Harry unlocked the basement door, placing the "Do Not Disturb" sign over the handle. It was dark inside, so he waved his wand and murmured, "Candelas inflammare."

The room was suddenly illuminated as several candles around the room burst up into bright blue flame.

The basement was much more interesting than Harry's room. There was a bookshelf next to two tables, the larger one filled with all kinds of obscure devices and instruments – the vast majority of which Harry had constructed for his various experiments and most of which were failures. A copper lined circle on the floor was on the opposite end of the room. There was a long shelf filled with several boxes and containers. Harry had put up the equivalent of a small firing range along one of the walls, complete with paper and cardboard targets. There was even a cot in the corner because Harry spent almost all of his free time down here. Most importantly, a fully-functioning fire extinguisher was secured by the basement door.

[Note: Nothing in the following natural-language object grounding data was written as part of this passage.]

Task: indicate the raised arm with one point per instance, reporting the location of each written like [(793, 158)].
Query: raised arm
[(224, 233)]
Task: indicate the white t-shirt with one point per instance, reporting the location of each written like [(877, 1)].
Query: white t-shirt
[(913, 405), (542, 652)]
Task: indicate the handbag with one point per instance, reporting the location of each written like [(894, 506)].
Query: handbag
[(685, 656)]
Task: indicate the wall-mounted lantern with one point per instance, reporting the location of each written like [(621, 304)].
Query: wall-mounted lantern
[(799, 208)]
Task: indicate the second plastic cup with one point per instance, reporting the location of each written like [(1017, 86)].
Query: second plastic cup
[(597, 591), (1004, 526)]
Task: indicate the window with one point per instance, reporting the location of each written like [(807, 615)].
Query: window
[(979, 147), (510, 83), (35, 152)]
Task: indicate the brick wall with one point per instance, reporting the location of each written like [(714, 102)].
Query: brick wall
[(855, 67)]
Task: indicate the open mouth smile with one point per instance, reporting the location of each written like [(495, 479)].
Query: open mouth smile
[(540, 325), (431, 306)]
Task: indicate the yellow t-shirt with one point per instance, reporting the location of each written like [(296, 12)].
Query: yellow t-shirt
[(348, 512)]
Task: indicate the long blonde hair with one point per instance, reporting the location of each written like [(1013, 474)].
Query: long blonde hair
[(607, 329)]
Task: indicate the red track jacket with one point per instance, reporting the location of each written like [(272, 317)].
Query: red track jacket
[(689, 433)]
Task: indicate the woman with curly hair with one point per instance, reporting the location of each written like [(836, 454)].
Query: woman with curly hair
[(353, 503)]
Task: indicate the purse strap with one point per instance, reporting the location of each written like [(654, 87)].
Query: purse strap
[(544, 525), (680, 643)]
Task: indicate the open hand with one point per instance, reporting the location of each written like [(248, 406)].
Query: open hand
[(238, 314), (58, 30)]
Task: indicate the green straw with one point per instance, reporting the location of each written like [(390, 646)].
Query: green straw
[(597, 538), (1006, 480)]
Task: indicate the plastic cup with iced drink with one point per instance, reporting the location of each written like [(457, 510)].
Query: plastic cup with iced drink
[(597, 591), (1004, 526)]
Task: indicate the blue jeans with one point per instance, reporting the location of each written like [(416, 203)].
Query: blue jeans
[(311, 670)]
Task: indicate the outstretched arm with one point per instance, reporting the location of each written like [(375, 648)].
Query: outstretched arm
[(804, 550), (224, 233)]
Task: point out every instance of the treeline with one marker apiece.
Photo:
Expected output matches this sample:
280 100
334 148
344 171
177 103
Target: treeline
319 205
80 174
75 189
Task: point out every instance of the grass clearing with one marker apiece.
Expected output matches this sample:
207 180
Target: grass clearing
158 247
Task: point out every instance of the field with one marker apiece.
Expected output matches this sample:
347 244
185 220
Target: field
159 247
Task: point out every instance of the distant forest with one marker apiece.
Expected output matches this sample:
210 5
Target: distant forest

Locking the door behind him, Harry placed his wand on one of the tables, before retrieving and donning a pair of gloves, a lab coat, and goggles. He put the wand into the front pocket of the coat and strode over to the bookshelf. It was larger than the one in his room and was brimming with books. He had treatises on alchemy and philosophy from Aristotle to ibn Sina, texts on Wicca, a collection of legends on the Tuatha Dé Danann, historical analyses of Greco-Roman mythology, several paperbacks he had randomly picked out of the metaphysics section at the local bookstore, and more.

A lot of it was nonsense, Harry had to admit. He couldn't exactly go to Blackwell's or Foyles and tell the staff I need books on magic – not the kind of magic you see on Penn & Teller, but real magic of the Gandalf variety without looking as though he had completely lost the plot. Determining fact from fiction from those books had involved a significant degree of trial and error on Harry's part – and more than one accidental fire.

Harry had found at least two absolutely genuine books on working magic: Adalbert Waffling's Magical Theory – an informative if dry treatise on the nature of magic – and Ebenezer McCoy's Elementary Magic. That second book had been Harry's equivalent of the Bible for the last four years, explaining not just the why of manipulating magical energy, but thankfully also the how of it. Where Harry had previously stumbled around with using magic, McCoy's book was a shining beacon in the dark, putting logic and sense into what had seemed like a completely haphazard field.

He retrieved his copy of Elementary Magic, one of his Elder Futhark texts, his lab book, and the two mirrors he had been working for the last few days. Yesterday, he had reworked his rune scheme and had carefully re-carved and recharged the runes into this new pair of mirrors – the first two attempts had blown up due to magical backlash.

Explosions happen too bloody often around me, Harry mentally grumbled.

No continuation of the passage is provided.